Israel announces high-speed train for Jerusalem             

Israel announces high-speed train for Jerusalem             

JERUSALEM: (APP) Israel's transport minister said Tuesday he wants to extend a high-speed rail line being built to include a station for east Jerusalem's Western Wall, a move likely to spark intense controversy.

The transport ministry described the plan in a statement, though the exact location of the station was not made clear, saying only that it would be near the Western Wall and connected with a tunnel.

"The minister has given instructions to advance a project to extend the high-speed rail line linking Tel Aviv to Jerusalem with a two-kilometre (1.25-mile) tunnel 80 metres (262 feet) deep," the statement said, referring to Transport Minister Yisrael Katz.

It would "link the future central station at the entrance to Jerusalem, bypass the Old City and end near the Western Wall."

The Western Wall is located in the ancient Old City in east Jerusalem, occupied by Israel in 1967 and later annexed in a move never recognised by the international community.

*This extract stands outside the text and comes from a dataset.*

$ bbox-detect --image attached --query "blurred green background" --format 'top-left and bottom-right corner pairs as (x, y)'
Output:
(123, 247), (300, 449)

It is in an area at the heart of the Israeli-Palestinian conflict, with the Western Wall located just below the Al-Aqsa mosque compound.

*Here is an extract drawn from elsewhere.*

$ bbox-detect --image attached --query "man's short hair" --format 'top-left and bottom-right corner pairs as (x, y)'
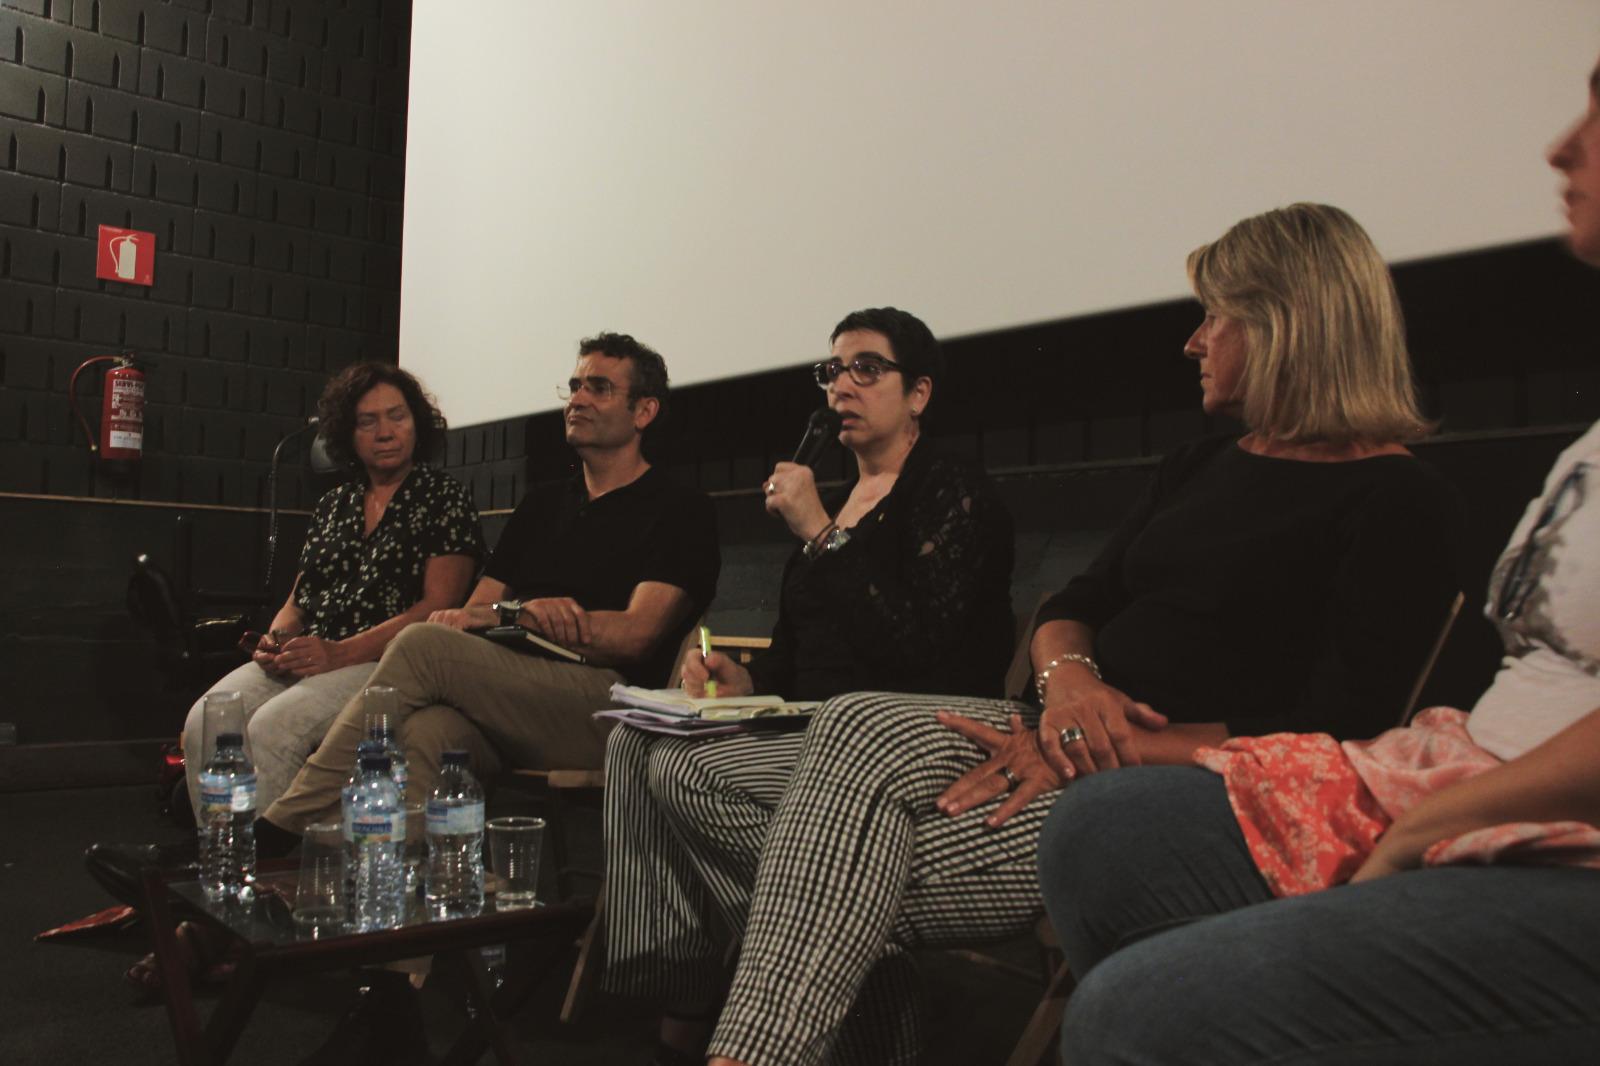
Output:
(577, 332), (669, 416)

The hilltop compound is sacred to both Muslims and Jews, who refer to it as the Temple Mount. It is the holiest site in Judaism and the third-holiest in Islam, after Mecca and Medina.

The Western Wall is considered one of the last remnants of the Second Jewish Temple, destroyed by the Romans in 70 AD.

While Israel sees all of Jerusalem as its undivided capital, the Palestinians view east Jerusalem as the capital of their future state.

Though the location of the station was not made clear, the transport ministry statement said it would be called "Kotel station" -- the Hebrew word for Western Wall.

It was unclear whether the plan would be given final approval.

The high-speed rail line from Tel Aviv to Jerusalem is expected to cost some seven billion shekels ($1.8 billion, 1.6 billion euros).

It will extend some 56 kilometres (35 miles), linking the two cities in 28 minutes, and is to be inaugurated in 2017.

A tram line built by Israel and operating since 2011 that extends into east Jerusalem generated controversy, as have plans for a cable car in the city where political and religious tensions are high.